The first order of business for PM Trudeau is financial help to immediately build an all-weather road to the Shoal Lake Reservation, then re-establish election fairness by replacing the individual candidate funding that Harper cancelled for no good reason except to win the next election.
Immediately change the first past the post system to one promised by the Liberals, NDP and Greens, or institute a combination of both types in time for 2019, compromise being the key word.
Fund the Chief Electoral Office and give it complete independence then cancel voting regulations recently legislated to disenfranchise minorities, especially the poor.
Restore the long form census, lift the gag order on scientists, and initiate whistleblower legislation for public servants. Clearly, after recent events, B.C. also needs this. And bar omnibus bills!

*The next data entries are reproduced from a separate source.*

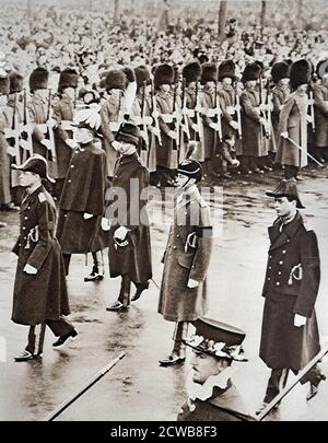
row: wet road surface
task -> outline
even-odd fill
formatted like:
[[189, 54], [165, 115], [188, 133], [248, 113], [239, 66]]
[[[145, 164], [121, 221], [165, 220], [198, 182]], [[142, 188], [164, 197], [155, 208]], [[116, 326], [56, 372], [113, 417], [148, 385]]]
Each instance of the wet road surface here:
[[[321, 341], [328, 341], [328, 196], [327, 170], [308, 170], [298, 184], [303, 211], [318, 236], [321, 255], [321, 284], [316, 311]], [[223, 230], [214, 240], [209, 270], [208, 316], [232, 323], [247, 331], [245, 352], [248, 363], [238, 363], [234, 375], [249, 410], [262, 400], [269, 370], [258, 358], [263, 300], [260, 296], [268, 249], [267, 228], [274, 219], [273, 201], [263, 196], [278, 182], [277, 175], [238, 176], [224, 180]], [[220, 184], [222, 185], [222, 184]], [[156, 215], [160, 205], [150, 211]], [[80, 331], [63, 350], [54, 350], [55, 341], [46, 333], [40, 360], [14, 363], [13, 357], [25, 346], [27, 328], [10, 320], [15, 263], [9, 252], [19, 232], [17, 213], [0, 212], [0, 420], [42, 420], [63, 399], [75, 393], [99, 369], [121, 351], [126, 357], [93, 388], [67, 409], [58, 420], [175, 420], [185, 401], [185, 365], [160, 368], [159, 359], [171, 351], [174, 324], [156, 313], [159, 289], [149, 291], [125, 313], [106, 312], [116, 300], [119, 279], [109, 279], [105, 253], [105, 279], [84, 283], [91, 269], [84, 256], [73, 256], [68, 288], [70, 319]], [[155, 222], [151, 228], [154, 281], [161, 282], [161, 258], [169, 225]], [[326, 337], [326, 338], [325, 338]], [[3, 350], [3, 349], [2, 349]], [[3, 361], [5, 360], [5, 361]], [[323, 362], [328, 375], [328, 362]], [[291, 380], [293, 376], [291, 376]], [[270, 420], [328, 420], [328, 382], [306, 404], [307, 386], [297, 385]]]

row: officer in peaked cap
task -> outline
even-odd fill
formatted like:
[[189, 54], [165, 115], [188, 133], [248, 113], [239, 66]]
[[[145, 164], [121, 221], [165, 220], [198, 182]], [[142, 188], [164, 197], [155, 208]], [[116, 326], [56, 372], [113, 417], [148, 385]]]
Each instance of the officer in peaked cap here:
[[[222, 322], [200, 317], [196, 331], [184, 342], [192, 349], [188, 400], [178, 421], [253, 420], [231, 377], [234, 361], [245, 362], [242, 343], [246, 334]], [[190, 380], [192, 378], [192, 380]]]
[[[267, 196], [274, 198], [278, 218], [269, 228], [270, 247], [262, 289], [266, 300], [260, 358], [271, 369], [262, 407], [285, 385], [290, 370], [297, 374], [320, 351], [315, 313], [320, 282], [316, 234], [298, 212], [304, 206], [294, 178], [282, 180]], [[325, 378], [315, 365], [301, 380], [302, 384], [309, 382], [307, 400], [316, 395]]]
[[174, 221], [162, 259], [159, 302], [159, 313], [175, 322], [175, 333], [171, 353], [160, 360], [163, 366], [185, 361], [183, 338], [188, 322], [207, 312], [206, 278], [212, 248], [210, 211], [196, 185], [202, 177], [201, 165], [196, 160], [186, 160], [179, 163], [177, 174]]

Most importantly limit the power of the Prime Minister's Office by giving all MP's access to PMO meetings, discussions, emails, and trade negotiations.
Remember MP's are elected - the prime minister is only the anointed head of a group of people with similar interests as is the cabinet. Ultimate power rests and should be with the MPs.

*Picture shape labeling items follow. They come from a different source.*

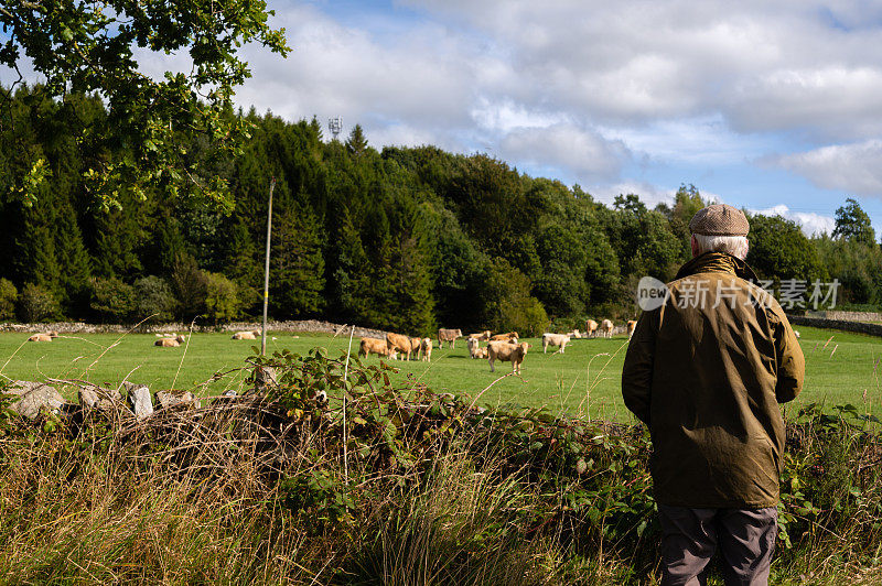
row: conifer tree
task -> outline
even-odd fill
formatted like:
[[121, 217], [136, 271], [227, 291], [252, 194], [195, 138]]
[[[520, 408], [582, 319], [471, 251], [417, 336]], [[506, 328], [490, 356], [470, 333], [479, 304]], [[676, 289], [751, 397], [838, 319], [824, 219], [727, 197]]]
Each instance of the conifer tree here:
[[302, 195], [284, 206], [272, 223], [270, 306], [273, 315], [318, 315], [323, 307], [322, 231]]
[[356, 156], [361, 155], [367, 149], [367, 139], [365, 138], [365, 132], [362, 130], [362, 124], [355, 124], [349, 132], [349, 138], [346, 139], [346, 150], [349, 154], [354, 154]]
[[66, 199], [57, 208], [55, 251], [60, 265], [62, 305], [68, 314], [83, 315], [88, 308], [92, 259], [83, 243], [74, 208]]

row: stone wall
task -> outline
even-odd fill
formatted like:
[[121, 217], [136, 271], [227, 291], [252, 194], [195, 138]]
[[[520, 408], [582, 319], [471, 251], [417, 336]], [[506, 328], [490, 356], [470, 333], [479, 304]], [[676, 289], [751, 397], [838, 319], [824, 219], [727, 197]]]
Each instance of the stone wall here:
[[841, 329], [843, 332], [857, 332], [859, 334], [870, 334], [871, 336], [882, 336], [882, 325], [864, 324], [862, 322], [849, 322], [846, 319], [825, 319], [821, 317], [805, 317], [802, 315], [788, 315], [787, 318], [793, 325], [820, 327], [826, 329]]
[[[193, 332], [247, 332], [251, 329], [260, 329], [261, 324], [257, 322], [234, 322], [223, 326], [201, 326], [194, 325]], [[119, 324], [83, 324], [79, 322], [56, 322], [52, 324], [0, 324], [0, 332], [21, 332], [22, 334], [30, 334], [36, 332], [51, 332], [55, 330], [61, 335], [65, 334], [125, 334], [132, 332], [137, 334], [168, 334], [168, 333], [186, 333], [190, 332], [190, 324], [144, 324], [135, 329], [132, 326], [123, 326]], [[340, 336], [348, 336], [349, 327], [341, 324], [332, 324], [331, 322], [321, 322], [318, 319], [304, 321], [290, 321], [290, 322], [268, 322], [267, 328], [270, 332], [302, 332], [308, 334], [335, 334]], [[355, 328], [354, 337], [370, 337], [370, 338], [385, 338], [386, 332], [379, 329], [370, 329], [366, 327]]]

Restoring funding to CBC should be a priority. In a book on the Chinese crackdown in Tiananmen square in 1989 there are many references by the students to what they termed essential moral support given to them in their quest for democracy by CBC, its reporters in the country, as well as to the BBC and Voice of America. To me, as a Canadian, it was a rare politically uplifting story.

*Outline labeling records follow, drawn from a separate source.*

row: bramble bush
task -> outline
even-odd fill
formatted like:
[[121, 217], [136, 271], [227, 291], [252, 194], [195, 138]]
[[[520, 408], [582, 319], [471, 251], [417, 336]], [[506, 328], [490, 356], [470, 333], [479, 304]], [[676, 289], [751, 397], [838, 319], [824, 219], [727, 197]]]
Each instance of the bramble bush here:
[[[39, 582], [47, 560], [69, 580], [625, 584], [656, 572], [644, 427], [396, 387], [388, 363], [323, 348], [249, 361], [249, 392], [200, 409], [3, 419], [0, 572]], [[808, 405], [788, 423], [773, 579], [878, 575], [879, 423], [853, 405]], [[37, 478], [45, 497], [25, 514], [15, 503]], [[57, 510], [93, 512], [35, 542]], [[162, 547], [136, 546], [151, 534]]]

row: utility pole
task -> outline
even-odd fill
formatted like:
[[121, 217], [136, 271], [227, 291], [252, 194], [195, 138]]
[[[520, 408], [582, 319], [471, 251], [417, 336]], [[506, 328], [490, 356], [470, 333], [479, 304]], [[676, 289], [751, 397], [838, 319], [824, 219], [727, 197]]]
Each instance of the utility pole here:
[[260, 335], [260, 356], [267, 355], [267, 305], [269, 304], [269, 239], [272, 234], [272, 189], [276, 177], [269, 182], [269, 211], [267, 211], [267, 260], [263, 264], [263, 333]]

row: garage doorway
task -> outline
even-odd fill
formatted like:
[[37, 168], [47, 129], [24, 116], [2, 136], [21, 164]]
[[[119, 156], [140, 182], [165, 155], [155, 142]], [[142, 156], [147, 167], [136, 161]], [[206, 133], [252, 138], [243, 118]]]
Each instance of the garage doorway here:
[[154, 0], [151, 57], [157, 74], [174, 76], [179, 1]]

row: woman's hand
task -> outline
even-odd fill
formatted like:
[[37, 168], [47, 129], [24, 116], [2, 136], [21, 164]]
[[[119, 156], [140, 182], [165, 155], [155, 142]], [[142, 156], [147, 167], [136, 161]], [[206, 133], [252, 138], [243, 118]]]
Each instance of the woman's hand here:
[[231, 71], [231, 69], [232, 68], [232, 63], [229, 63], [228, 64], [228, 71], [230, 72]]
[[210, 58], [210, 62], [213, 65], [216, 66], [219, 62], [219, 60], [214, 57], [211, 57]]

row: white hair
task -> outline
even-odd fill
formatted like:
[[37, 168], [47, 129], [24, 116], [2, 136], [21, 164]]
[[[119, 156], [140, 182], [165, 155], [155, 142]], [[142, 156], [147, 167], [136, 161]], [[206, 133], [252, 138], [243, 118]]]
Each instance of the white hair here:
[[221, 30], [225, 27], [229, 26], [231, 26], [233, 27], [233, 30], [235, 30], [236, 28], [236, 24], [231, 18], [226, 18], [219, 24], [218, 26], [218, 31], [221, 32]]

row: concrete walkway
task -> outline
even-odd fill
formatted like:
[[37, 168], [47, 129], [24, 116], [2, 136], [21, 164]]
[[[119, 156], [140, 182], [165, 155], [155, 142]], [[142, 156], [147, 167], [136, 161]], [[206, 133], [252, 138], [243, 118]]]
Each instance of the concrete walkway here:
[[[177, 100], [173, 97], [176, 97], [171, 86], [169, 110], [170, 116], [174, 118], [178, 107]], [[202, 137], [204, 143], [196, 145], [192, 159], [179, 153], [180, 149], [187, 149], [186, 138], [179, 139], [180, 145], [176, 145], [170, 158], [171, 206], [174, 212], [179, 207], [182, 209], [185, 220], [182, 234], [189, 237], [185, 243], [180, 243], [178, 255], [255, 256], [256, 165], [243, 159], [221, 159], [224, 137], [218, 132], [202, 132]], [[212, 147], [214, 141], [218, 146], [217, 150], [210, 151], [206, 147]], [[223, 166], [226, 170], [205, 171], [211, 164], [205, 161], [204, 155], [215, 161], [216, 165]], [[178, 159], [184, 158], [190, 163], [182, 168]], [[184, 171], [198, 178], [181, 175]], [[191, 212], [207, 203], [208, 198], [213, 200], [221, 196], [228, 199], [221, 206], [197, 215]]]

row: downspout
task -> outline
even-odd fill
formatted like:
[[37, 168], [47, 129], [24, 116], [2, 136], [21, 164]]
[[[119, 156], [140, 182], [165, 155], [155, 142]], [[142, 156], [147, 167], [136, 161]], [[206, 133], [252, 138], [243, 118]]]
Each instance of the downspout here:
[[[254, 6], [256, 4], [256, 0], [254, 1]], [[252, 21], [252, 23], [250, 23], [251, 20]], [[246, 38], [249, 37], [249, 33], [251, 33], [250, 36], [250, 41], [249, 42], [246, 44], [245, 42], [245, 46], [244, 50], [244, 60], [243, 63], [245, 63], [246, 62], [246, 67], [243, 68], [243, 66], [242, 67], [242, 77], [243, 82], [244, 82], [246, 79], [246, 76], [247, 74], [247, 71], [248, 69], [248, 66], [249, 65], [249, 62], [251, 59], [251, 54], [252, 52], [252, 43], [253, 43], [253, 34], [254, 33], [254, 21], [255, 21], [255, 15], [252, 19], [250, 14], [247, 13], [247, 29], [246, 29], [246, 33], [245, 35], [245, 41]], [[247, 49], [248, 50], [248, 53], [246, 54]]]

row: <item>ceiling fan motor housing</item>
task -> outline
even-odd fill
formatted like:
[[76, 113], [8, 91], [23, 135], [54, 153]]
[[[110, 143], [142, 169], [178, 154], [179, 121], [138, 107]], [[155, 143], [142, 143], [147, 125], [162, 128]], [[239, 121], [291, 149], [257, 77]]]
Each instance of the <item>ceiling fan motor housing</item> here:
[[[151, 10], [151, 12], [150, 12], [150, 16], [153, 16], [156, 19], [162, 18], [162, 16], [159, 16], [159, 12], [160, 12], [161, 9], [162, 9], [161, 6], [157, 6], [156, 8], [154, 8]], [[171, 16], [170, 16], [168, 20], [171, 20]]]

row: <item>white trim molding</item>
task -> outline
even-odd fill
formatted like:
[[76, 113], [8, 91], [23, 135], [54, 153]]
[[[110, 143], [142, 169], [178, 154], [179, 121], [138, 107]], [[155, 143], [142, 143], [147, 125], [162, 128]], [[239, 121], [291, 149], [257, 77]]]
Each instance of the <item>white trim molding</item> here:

Remember, a new leader may re-energize the Conservative party.
Ascendent parties need to act quickly as voters in the internet age are quickly spooked into change. The NDP surge in Alberta, their collapses in B.C. and Quebec, and the federal Liberals re-emergence, all support that statement.
Politicians think ahead to the next election, statesmen think of the next generation.
Clearly Canadians demanded a statesman as prime minister. Trudeau should be wary, not overconfident, of his mandate.